Dès sa création, en 1996, Place Publique affirmait sa volonté de « promouvoir et valoriser toutes les idées, les actions et les projets susceptibles de redonner à chacun confiance en sa capacité à maîtriser sa propre vie et l’avenir de la société » [ [Charte de Place Publique ]]. Une invitation à « changer de lunettes » pour voir les énergies positives à l’œuvre. Dix ans plus tard, où en sommes-nous ? Vertus et limites, politiques et journalistiques, de cette approche « positive ».

« Pour un nouvel optimisme ». C’était le titre du premier éditorial de Cité, magazine conçu en même temps et sur les mêmes finalités que Place Publique et qui, hélas, disparut, lui, dès ce premier numéro (février 1997), faute de trouver les financements nécessaires pour le pérenniser. « Le monde se façonne aussi en fonction de la manière dont on le voit », affirmions-nous dans le même édito.

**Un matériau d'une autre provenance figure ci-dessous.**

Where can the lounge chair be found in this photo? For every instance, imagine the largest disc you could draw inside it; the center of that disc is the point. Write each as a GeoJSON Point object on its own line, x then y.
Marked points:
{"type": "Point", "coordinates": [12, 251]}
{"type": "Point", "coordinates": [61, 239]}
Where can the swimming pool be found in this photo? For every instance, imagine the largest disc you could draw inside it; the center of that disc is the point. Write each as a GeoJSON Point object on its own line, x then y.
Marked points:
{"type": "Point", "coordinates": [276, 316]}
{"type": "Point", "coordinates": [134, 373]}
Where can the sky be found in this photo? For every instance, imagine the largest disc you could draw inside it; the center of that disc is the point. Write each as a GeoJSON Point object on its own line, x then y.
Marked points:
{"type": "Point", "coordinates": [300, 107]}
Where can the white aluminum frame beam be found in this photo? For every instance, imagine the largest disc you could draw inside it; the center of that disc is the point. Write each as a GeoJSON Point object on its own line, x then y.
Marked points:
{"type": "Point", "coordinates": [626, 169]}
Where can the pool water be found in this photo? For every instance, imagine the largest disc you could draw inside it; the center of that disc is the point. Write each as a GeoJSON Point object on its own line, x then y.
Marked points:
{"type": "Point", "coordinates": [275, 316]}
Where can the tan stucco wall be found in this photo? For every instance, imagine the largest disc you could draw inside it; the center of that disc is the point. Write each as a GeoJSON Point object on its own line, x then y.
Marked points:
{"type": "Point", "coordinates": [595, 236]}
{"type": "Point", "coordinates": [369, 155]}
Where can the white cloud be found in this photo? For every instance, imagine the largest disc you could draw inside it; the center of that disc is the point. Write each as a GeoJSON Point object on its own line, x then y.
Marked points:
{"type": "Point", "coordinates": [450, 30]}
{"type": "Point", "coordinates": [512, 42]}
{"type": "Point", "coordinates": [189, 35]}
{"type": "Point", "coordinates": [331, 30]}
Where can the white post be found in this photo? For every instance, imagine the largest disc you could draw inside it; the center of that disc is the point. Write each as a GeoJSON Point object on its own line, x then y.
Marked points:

Une invitation à « changer de lunettes » pour ne plus voir la société seulement à travers le prisme de ce qui ne va pas, mais aussi avec la lorgnette des signaux porteurs d’un avenir meilleur. Dix ans plus tard, Cité n’est plus qu’un souvenir. Mais Place Publique est toujours là, témoin de la volonté de l’équipe fondatrice de porter un regard neuf sur le monde pour mieux le transformer.

Le bilan de ces dix années, aujourd’hui, ne peut être que politique – au sens large, ou noble, du terme – et journalistique à la fois. Car les deux facettes ont toujours été indissociables dans notre projet.

Citoyens engagés, nous avons toujours cherché quels modes d’action et d’intervention pouvaient se révéler efficaces pour aller vers une société plus juste, plus solidaire et plus démocratique. Journalistes, nous n’avons cessé de nous demander comment la production de l’information pouvait servir la citoyenneté, c’est-à-dire favoriser « la capacité des personnes à participer au plus près à l’élaboration des décisions qui les concernent, à tous les niveaux et dans tous les domaines de la vie en société ? » [ [« Médias et citoyenneté: un cocktail impossible ? » ]]. Enfin, cette vision d’une « information citoyenne » était elle-même assise sur un certain nombre de présupposés, éthiques, philosophiques ou simplement humains.

De ces présupposés, que reste-t-il après dix ans de pratique ? Certains semblent toujours valides, ne demandant qu’à être approfondis ou systématisés. D’autres, en revanche, posent question, car les impasses auxquels ils pouvaient conduire ont été, depuis, mises en lumière. C’est la loi de la vie : expérimenter et, en découvrant et reconnaissant ses erreurs et limites, savoir corriger le tir. Pour rebondir et connaître dix années d’un nouveau développement, Place Publique a sans doute besoin de revisiter ses fondamentaux. Ce texte entend ouvrir quelques pistes de réflexion en ce sens.

Des intuitions valides

1. Une co-production de l’information est possible

Nous n’avons jamais nié que le journalisme soit un métier bien spécifique, assis sur des compétences particulières. Mais la production de l’information – activité bien plus large que le seul journalisme – concerne une multiplicité d’acteurs, économiques, politiques, sociaux, culturels…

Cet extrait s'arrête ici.